Arkadiy-Garber / SprayNPray

Rapid and simple taxonomic profiling of genome and metagenome contigs
GNU General Public License v3.0
27 stars 4 forks source link

universal.tblout not found #5

Open CongLiu37 opened 2 years ago

CongLiu37 commented 2 years ago

Hi!

I am trying to binning by SprayNPray, and my command is

spray-and-pray.py -g /flash/HusnikU/Cong/assembly/ACAB_assembly.fna -bam /flash/HusnikU/Cong/bam/ACAB.bam -out ACAB -t 32 -ref /apps/unit/BioinfoUgrp/DB/diamondDB/ncbi/238/nr.dmnd --bin

But I got the following error:

Traceback (most recent call last):
  File "/home/c/c-liu/Softwares/SprayNPray/spray-and-pray.py", line 1166, in <module>
    tblout = open("universal.tblout")
FileNotFoundError: [Errno 2] No such file or directory: 'universal.tblout'

Wondering how to solve it. Thank you!

CongLiu37 commented 2 years ago

Also, the README says "Additionally, the user can specify a set of criteria (e.g. GC-content, read coverage, coding density, closest taxonomic hits) to re-write the provided contigs into a new FASTA file." I am wondering how to specify binning criteria. Could you please provide some example usage for this?

Arkadiy-Garber commented 2 years ago

Hi Cong,

Thanks for your interest in the SprayNPray software. I found the bug causing the error that you pasted in your first comment. Just updated the script, please do a fresh download from the github repo and try again. No need to re-install the conda environment. If you continue to have issues, please let me know!

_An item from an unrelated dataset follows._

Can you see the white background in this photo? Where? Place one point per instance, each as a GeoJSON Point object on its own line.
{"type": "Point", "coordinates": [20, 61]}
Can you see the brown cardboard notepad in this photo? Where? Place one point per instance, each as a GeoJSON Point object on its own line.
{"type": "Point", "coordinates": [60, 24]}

Regarding the binning criteria, I provided a few examples in the GitHub Repo: https://github.com/Arkadiy-Garber/SprayNPray#decontaminating-a-pseudomonas-assembly and https://github.com/Arkadiy-Garber/SprayNPray#pulling-out-endosymbiont-genomes-from-an-assembly-of-the-mealybug-maconellicoccus-hirsutus. If it is still unclear, could you let me know more-specifically, the type of binning that you are doing. The hierarchical clustering that SprayNPray does (based on tetranucleotide frequency, GC content, and codon usage bias) is still something that is being optimized and isn't the strength of this tool. So if you have certain criteria in mind (e.g. GC-content, coverage, coding density), I would advise using those.

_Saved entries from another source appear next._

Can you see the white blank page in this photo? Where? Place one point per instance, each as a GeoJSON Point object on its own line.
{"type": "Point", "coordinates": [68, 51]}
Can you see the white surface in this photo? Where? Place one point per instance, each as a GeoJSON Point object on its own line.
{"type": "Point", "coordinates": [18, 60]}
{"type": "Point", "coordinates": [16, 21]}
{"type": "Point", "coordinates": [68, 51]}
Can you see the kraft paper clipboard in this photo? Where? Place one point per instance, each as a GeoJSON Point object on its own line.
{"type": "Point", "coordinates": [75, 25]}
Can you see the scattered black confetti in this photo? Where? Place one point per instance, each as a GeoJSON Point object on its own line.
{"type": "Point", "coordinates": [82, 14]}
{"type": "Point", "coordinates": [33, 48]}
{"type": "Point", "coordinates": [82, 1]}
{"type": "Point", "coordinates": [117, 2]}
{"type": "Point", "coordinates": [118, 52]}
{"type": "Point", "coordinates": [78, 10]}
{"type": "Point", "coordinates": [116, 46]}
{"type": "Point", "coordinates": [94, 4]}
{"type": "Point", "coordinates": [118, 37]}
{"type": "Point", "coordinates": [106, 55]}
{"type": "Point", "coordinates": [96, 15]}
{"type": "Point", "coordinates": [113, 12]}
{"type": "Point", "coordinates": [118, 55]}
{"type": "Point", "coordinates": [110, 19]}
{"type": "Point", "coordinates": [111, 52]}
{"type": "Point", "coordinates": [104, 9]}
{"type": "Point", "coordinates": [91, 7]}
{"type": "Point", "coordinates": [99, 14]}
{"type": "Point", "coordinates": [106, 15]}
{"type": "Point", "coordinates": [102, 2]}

Thanks, and don't hesitate to reach out if you have additional questions. Arkadiy

CongLiu37 commented 2 years ago

Hi Arkadiy-Garber,

Thank you for your reply. Regards to binning, I want to look into both host and endosymbionts. So I am hoping SprayNPray could act in the way with "--bin", but allow to specifiy binning criteria (estimating the number of genomes, clustering based on GC, gene dense and coverage, and output bins: one fasta and one summary for each).

Sincerely,

Cong

Arkadiy-Garber commented 2 years ago

Hi Cong,

Okay thanks for the clarification. Please let me know how that goes. If you are dealing with a eukaryotic host and prokaryotic symbionts, manually specifying the minimum (-gc) and maximum (-GC) GC-content, as well as coding density (-cd for minimum coding density and -CD for maximum coding density), should provide you with enough resolution to separate host and endosymbiont contigs. But if you want to use the --bin flag, please let me know how that goes...this sort of unsupervised binning (hierarchical clustering) is not something that SprayNPray does better than other well-established algorithms, like BinSanity and and MetaBAT.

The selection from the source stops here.